Common conditions that can cause erectile dysfunction, and how they cause it:
||How they cause erectile dysfunction
- Heart conditions
- High blood pressure
- High cholesterol
- Metabolic syndrome
These conditions can all affect blood flow to the penis, making erections more difficult. Scientists think that smooth muscle damage could also link heart conditions with erectile dysfunction.
Diabetes can also cause nerve damage, which can affect the nerves that control your ability to get erections.
Metabolic syndrome is a term used to describe a combination of high blood pressure, diabetes, and obesity. This makes it far more likely that you will get ED than have just one of these conditions.
||Certain sleep disorders such as sleep apnea can cause erection problems. This is because sleep apnea can affect your testosterone levels making it harder for you to get an erection.
||Prostate infections and treatments for other prostate problems can cause erectile dysfunction. This happens in a number of different ways, including nerve damage during prostate surgery, side effects from medications, or as a direct result of infection.
If you think you might have one of these conditions, you can check out our sections below on symptoms related to erectile dysfunction and getting tested for erectile dysfunction.

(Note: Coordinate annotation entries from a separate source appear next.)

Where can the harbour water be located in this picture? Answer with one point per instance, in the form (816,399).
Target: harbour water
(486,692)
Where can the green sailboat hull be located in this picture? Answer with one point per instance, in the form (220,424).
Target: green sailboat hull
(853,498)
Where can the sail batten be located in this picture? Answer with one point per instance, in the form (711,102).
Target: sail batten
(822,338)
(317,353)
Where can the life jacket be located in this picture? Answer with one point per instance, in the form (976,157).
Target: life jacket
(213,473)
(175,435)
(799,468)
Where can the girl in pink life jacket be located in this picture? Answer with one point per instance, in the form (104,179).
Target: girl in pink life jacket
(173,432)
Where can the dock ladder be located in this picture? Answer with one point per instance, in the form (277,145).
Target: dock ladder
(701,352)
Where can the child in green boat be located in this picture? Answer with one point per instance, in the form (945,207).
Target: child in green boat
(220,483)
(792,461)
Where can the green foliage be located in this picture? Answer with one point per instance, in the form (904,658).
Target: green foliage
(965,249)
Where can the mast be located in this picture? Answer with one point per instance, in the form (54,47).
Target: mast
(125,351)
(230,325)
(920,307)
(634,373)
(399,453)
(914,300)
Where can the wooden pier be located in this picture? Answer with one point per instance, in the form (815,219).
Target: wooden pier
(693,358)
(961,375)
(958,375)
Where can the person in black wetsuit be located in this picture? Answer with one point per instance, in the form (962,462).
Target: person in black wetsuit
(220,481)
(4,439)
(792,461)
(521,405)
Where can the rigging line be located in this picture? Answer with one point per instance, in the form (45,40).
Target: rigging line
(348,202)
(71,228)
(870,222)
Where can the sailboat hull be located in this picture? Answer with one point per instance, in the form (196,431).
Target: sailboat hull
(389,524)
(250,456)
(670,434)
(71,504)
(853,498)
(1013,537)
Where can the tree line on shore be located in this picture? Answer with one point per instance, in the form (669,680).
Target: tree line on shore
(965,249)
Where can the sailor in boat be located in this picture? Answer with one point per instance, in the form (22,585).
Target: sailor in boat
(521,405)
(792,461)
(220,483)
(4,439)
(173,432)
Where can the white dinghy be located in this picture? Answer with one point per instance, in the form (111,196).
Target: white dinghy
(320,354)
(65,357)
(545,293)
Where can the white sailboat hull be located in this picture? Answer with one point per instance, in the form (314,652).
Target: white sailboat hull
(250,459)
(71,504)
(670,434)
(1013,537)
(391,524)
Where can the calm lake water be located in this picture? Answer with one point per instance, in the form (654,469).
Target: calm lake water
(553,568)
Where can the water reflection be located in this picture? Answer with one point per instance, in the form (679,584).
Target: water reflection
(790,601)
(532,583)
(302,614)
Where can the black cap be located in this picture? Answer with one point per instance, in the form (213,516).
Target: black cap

Erectile dysfunction can be a side effect of a number of different medications. Below is a list of some medications that are known to cause erectile dysfunction in some men:
- Diuretics – used to treat high blood pressure and some other conditions
- Antihypertensives – used to treat high blood pressure
- Fibrates – used to lower cholesterol (but not the same as statins)
- Antipsychotics – used for some mental health conditions, like schizophrenia
- Antidepressants – used for anxiety, depression, premenstrual syndrome and other conditions
- Corticosteroids – a type of steroid used for asthma and other conditions
- H2-antagonists – used for stomach ulcers
- Anticonvulsants – used to treat epilepsy
- Antihistamines – used for allergies like hay fever
- Anti-androgens – used to treat a number of conditions related to male hormones, like testosterone
- Cytotoxics – used in cancer treatment
If you suspect that your erectile dysfunction is caused by a medication that you are taking, speak to your GP as soon as possible. Your GP may be able to suggest an alternative treatment or advise you on how to lessen this side effect.
Definitely one of the more surprising causes, but it’s true – spending a lot of time on a bike can throw a bit of a spanner in your works.
Regular cycling puts a lot of pressure on the area below your penis – the perineum, or ‘gooch’. This can affect the blood flow to the area around your penis, which can make erections less reliable.